BBC Four will continue as a home for international dramas despite the channel’s recent cost-cutting measures, RadioTimes.com can exclusively reveal.
Earlier this week, the BBC announced that BBC Four is shifting away from commissioning lots of lower-cost programmes and would instead air archival content, as proposed in the broadcaster’s Annual Plan Report for 2021/22.
However, a BBC spokesperson has since confirmed to RadioTimes.com that BBC Four will continue to acquire and air international dramas, “building on its rich history of bringing the very best drama series from around the world to UK audiences”.
“As we have done in the past, we will also, when appropriate, play international drama on BBC Two and it will continue be a key part of our drama offer on BBC iPlayer,” a BBC spokesperson said.

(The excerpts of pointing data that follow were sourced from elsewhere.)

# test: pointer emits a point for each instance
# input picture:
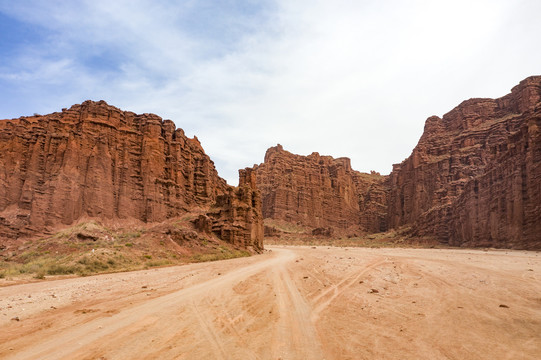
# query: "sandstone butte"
(321, 192)
(96, 161)
(474, 179)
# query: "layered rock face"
(320, 192)
(474, 178)
(94, 160)
(237, 216)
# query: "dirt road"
(289, 303)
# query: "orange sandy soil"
(288, 303)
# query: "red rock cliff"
(94, 160)
(474, 178)
(320, 191)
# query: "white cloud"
(344, 78)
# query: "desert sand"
(288, 303)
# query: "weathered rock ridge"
(321, 192)
(94, 160)
(474, 178)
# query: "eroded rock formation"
(474, 178)
(236, 215)
(321, 192)
(94, 160)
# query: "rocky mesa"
(321, 192)
(94, 160)
(474, 178)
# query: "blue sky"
(344, 78)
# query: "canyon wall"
(321, 192)
(94, 160)
(474, 178)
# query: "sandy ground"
(289, 303)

The terrestrial channel, which currently timeshares with CBeebies, has imported a number of hugely successful dramas over the years, from Nordic noir The Bridge, Danish procedural The Killing and Israeli title Hostages.
BBC Four was established in 2002, becoming a channel for alternative programming within the arts, comedy, documentaries, music and international film and drama.

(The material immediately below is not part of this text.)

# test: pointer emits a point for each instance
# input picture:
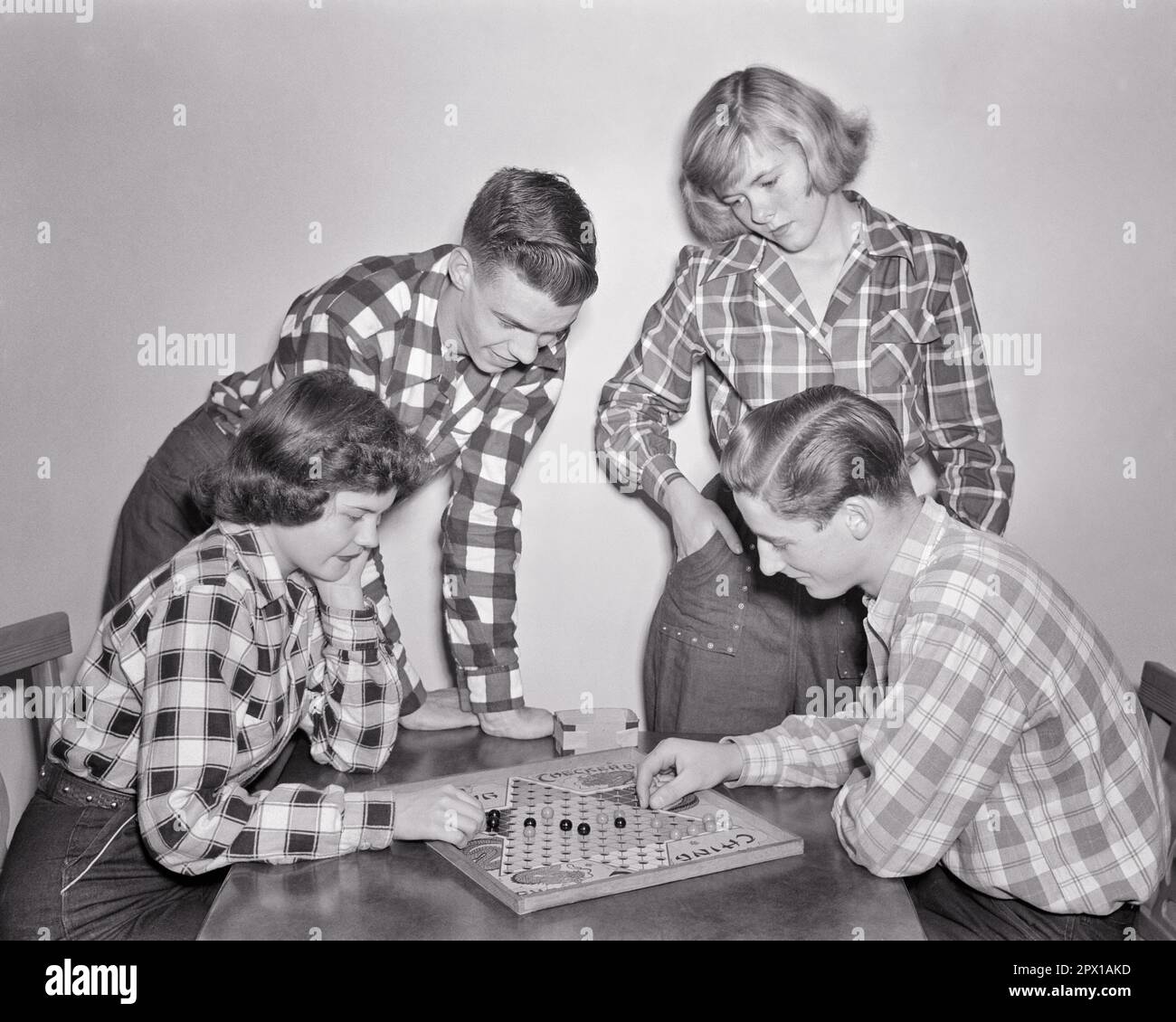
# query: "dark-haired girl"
(200, 677)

The channel originated series such as Charlie Brooker’s Screenwipe, Detectorists, Only Connect, Twenty Twelve and Hattie, however the BBC announced on Tuesday that BBC Four would be shifting away from commissioning lots of lower-cost programmes as they are “less effective at reaching audiences on the channel and on iPlayer”.
While the channel will continue to broadcast live performances as part of BBC Proms, BBC Young Dancer and BBC Young Musician, and new programming like a behind-the-scenes observational documentary about the Royal Ballet school, it will otherwise “become the home of the most distinct content from across the BBC’s archive”.
In March, the BBC confirmed that online-only channel BBC Three would be returning to the TV guide in January 2022, as part of the broadcaster’s drive to deliver more value to audiences.